And where is your husband in all this? What is he doing to keep her off your back, to give you and his children space from his overbearing mother?
In short - is he reverting to dutiful son, and choosing not to be a supportive husband and protective father?
And if he is - what can you do to ensure he never pulls this crap on you again?
I'd suggest he's failing you because it is easier for him to do so. He is taking the path of least resistance and prioritising himself over you and DC. If he lets his mother do what she wants, he gains her approval and does not expose himself to her insults and temper - no, he delegates you to take it on his behalf [anger].
Your husband needs to behave like one, and tell his mother to show his wife some respect and courtesy or she can be thrown out of your (his and you) house and never welcomed back.
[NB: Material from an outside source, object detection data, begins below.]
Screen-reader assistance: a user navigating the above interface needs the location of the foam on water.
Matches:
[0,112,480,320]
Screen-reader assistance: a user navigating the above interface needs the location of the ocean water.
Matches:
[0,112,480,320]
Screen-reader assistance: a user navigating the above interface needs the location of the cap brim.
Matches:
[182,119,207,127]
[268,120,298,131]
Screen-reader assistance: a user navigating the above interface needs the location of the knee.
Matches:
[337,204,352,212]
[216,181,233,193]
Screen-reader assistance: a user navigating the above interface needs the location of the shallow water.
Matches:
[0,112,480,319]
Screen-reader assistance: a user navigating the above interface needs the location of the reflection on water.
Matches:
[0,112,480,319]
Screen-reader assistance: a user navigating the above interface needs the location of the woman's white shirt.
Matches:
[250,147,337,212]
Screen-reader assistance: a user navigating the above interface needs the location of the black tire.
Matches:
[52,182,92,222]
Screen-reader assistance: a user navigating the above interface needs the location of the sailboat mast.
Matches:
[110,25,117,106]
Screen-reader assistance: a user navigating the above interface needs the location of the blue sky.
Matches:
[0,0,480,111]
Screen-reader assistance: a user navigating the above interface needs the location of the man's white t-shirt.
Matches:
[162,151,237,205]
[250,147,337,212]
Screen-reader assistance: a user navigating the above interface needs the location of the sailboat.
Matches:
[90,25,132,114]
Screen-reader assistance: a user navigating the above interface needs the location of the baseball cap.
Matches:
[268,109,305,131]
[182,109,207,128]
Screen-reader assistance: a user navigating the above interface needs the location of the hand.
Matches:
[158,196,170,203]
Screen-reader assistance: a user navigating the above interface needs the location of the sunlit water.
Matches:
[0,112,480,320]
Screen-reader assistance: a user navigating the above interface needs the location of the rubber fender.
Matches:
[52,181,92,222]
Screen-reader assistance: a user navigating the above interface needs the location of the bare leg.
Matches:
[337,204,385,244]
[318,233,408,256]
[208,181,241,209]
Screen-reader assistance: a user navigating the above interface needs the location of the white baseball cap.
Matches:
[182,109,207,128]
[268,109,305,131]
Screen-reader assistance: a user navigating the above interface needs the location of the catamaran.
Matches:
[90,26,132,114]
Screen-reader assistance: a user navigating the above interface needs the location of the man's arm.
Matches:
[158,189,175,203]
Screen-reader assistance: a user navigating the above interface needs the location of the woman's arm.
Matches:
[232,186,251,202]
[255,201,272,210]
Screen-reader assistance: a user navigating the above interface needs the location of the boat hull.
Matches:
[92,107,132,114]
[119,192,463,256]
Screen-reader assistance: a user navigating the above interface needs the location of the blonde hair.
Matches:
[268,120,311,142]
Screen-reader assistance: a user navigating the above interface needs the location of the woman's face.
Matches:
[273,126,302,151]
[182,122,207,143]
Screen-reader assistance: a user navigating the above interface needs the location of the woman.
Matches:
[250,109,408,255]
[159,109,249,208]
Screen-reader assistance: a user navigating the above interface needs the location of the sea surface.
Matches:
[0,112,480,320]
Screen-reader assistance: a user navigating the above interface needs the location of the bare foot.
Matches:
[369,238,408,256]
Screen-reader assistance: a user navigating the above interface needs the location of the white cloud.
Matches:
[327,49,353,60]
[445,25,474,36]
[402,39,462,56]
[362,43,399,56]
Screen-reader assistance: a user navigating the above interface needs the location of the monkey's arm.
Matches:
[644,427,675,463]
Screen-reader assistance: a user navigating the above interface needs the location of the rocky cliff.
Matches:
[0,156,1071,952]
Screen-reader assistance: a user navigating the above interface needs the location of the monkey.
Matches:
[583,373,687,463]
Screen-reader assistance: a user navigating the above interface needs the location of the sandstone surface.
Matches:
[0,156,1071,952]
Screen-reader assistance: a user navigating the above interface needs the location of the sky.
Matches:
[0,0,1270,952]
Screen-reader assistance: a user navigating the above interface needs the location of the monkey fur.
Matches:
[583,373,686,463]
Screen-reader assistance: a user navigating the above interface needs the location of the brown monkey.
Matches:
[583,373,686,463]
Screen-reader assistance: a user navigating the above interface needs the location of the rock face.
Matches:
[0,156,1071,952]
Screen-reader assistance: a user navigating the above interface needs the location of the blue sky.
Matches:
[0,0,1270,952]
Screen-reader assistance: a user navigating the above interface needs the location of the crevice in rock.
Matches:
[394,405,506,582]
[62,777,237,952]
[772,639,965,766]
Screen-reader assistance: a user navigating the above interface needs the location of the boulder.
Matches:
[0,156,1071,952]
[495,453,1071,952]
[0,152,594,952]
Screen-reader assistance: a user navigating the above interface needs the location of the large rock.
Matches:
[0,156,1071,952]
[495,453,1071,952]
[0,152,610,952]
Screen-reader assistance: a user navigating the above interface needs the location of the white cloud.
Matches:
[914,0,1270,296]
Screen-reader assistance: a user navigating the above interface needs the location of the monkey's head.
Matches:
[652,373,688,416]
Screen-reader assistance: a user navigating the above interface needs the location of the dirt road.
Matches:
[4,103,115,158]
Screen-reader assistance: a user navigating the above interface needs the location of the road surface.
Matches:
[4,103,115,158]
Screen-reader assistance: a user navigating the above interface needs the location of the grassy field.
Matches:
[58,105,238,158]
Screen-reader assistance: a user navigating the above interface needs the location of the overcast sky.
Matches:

Now, at the moment, he has no incentive to step up. He keeps schtum, she has a go at you and you take it and he's free and clear. So that is a dynamic that has to change. I would suggest stage one is that you give him twice the shit that his mother is giving you, and make it clear that will only stop when he deals with his mother. There will be no peace for him unless there is peace for you. Misery loves company, and the misery she is handing out will be as nothing to the misery that you inflict on him until he reins her in. You will accept no protestations that he cannot do anything, he just has to get on with it.
Seriously. Make it such hell for him that when faced with the choice of dealing with his mother's anger or dealing with yours, dealing with his mother becomes the easier option.